Food & Drink
How the Owner of Moxie Chocolatier Found Healing Through Chocolate-Making
While grieving the passing of loved ones, former public-relations veteran Allison Parker turned pain into purpose by making chocolates for the holidays.
After her husband, Jim, died in a whitewater rafting accident in Colorado in 2016, Allison Parker entered a state of shock—and her life continued to spiral downward. She became a caretaker to both of her elderly parents, who moved in with her—and her beloved dog was diagnosed with cancer. Her dog soon died and she cared for her parents until 2022, when they passed away within 30 days of one another.
“After their deaths, what I realized is that I hadn’t truly grieved Jim,” says Parker. “The combination of it all led me to this really dark place.”
Bereft and broken, she followed the advice of good friends and headed to Canyon Ranch in the Berkshire mountains for a reset. “I was like, ‘I don’t want to be on antidepressant medication, this is a temporary thing,’” she recalls thinking. “I wanted something more homeopathic.”
And while visiting the famed wellness retreat, she spoke to several grief counselors and met other people who were struggling. “Everyone said, ‘You need something to focus on,’” she recalls, “‘and it should be positive and a challenge. It should be something that makes others happy.’”

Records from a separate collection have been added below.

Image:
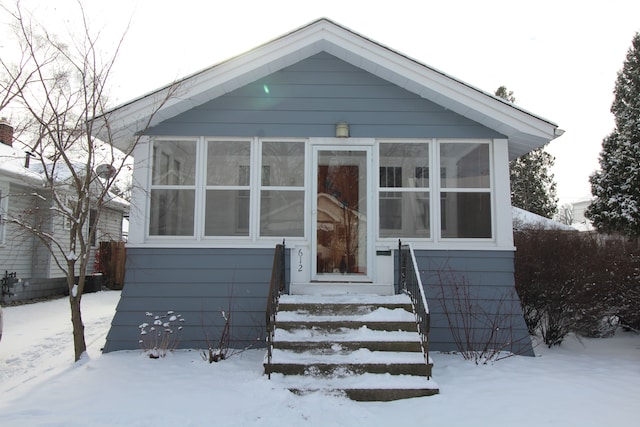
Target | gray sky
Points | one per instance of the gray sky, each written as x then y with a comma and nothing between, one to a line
559,57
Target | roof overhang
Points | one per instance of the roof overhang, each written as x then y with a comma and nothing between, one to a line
524,130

Back in Baltimore, she serendipitously turned pain into purpose while making chocolates for the Christmas holidays.
“My relatives were making cookies, and I decided to make chocolate for the holidays,” says Parker. “I couldn’t believe how hard it was—I was like, I am going to figure this out.”
Through trial and error, the former public-relations veteran has gotten so good that last year she started a business called Moxie Chocolatier.
“People were tasting these and telling me I needed to sell them,” says the 62-year-old Parker. “The name Moxie came from the fact that it takes so much to do this at this age, and start a whole new career.”
Moxie’s exquisite line of organic, high-cocoa-content confections includes bars and bonbons (from mandarin-orange ganache with lemon bitters to banana ganache with dark chocolate) and are now stocked on the shelves at Culinary Architecture in Pigtown and the Spirit Shop in Mt. Washington. Her confections are also available at Sushi Ya in Owings Mills and the Bjuiced juice bar at Coppermine fitness (where she also sells energy bars, granola bars, and mixes).
And while her sweets have made others happy, they’ve made Parker happy, too.
“I was the person who would never admit I was depressed,” she says. “At Canyon Ranch, I met so many people who were okay with saying, ‘I’m not okay.’ It gave me permission to accept that I needed help. A couple of years ago I was walking in New York and I realized, ‘Oh my god, I’m happy.’ I hadn’t been happy in so long that I forgot what it was like.”